Myth: Infertility is only associated with the female.
Truth: Infertility could occur in, either, the male and female. About 40% of cases occur in the female and about 40% occurs in the male, whilst 10% is in both partners and 10% is unaccounted for.
Myth: If you don’t conceive immediately you should see a fertility specialist.
Truth: It can take some couples some time to conceive, depending on their circumstances, health issues and contraceptives used. If you’re unable to conceive after trying for 12 months, then it is a good idea to see a fertility specialist to run tests on both of you.

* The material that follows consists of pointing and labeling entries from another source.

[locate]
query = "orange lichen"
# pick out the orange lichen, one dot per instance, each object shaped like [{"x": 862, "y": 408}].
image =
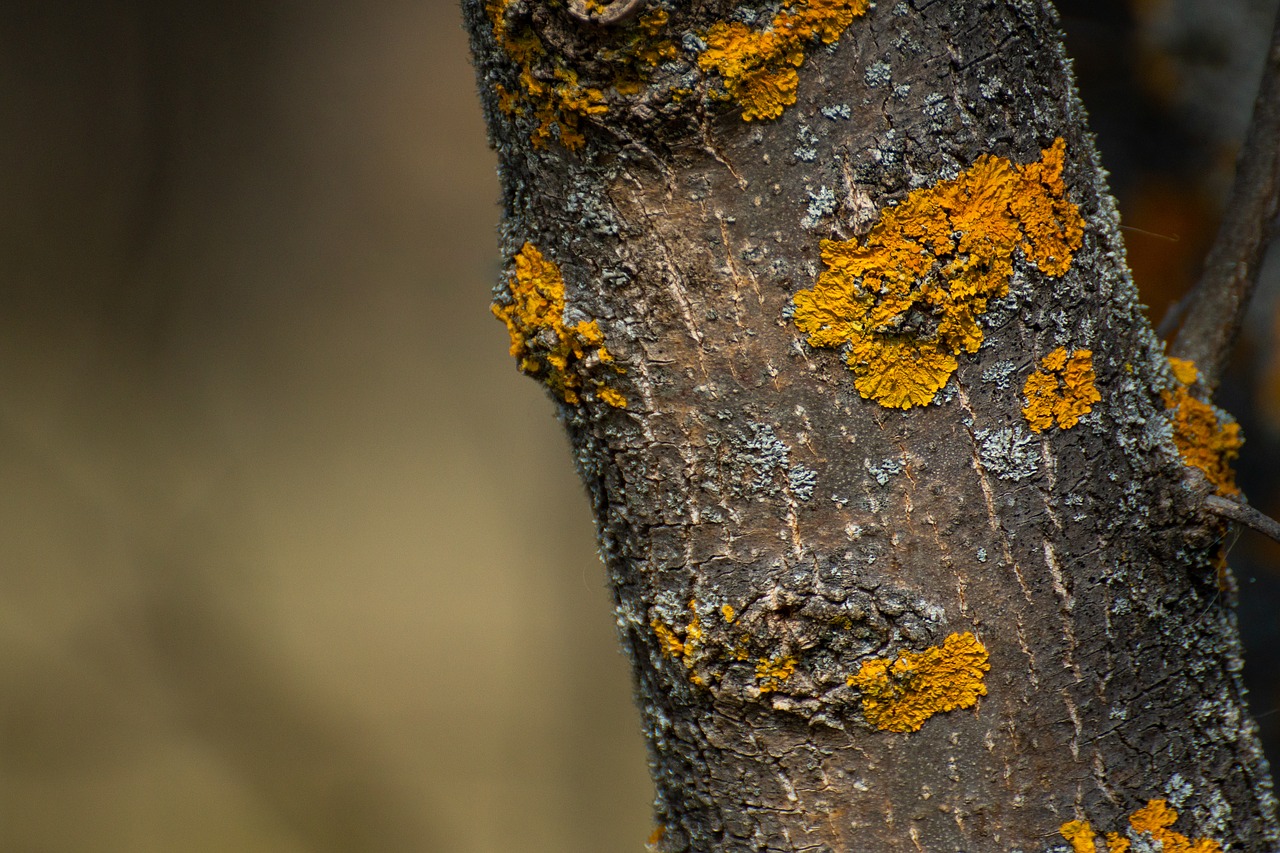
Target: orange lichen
[
  {"x": 759, "y": 65},
  {"x": 1156, "y": 817},
  {"x": 772, "y": 671},
  {"x": 557, "y": 104},
  {"x": 681, "y": 649},
  {"x": 1202, "y": 438},
  {"x": 906, "y": 299},
  {"x": 1116, "y": 843},
  {"x": 1061, "y": 391},
  {"x": 1184, "y": 370},
  {"x": 543, "y": 345},
  {"x": 1080, "y": 836},
  {"x": 1155, "y": 820},
  {"x": 903, "y": 693}
]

Myth: Your weight doesn’t affect your fertility.
Truth: For women, especially, if you are overweight then it could lower your chances of conception. It is a good idea to engage in moderate exercises and eat a balanced diet to lose the weight.
Myth: It’s OK for the man to drink alcohol while trying to conceive.
Truth: Alcohol is toxic to sperm because it can play a big role in reducing sperm counts, sexual performance and it can affect the hormones.
Myth: Smoking doesn’t affect male fertility.
Truth: Smoking affects both male and female fertility. It has been linked to low sperm counts as well as low motility in men.
Myth: Stress causes infertility.
Truth: This is a common misconception that stress causes infertility. So couples are usually told that they must relax or take it easy. Couples are also told that they are too young to worry about it. As a result couples delay consultation with a fertility specialist until they are older. This could lower their chances of conceiving because it is better to seek fertility treatment sooner rather than later.
Myth: It’s OK to exercise excessively, like body builders do.
Truth: Excessive exercise such as body building and weight lifting can affect the production of sperm in men which is the result of heat build-up around the testicles. In women, it can lead to menstrual disorders.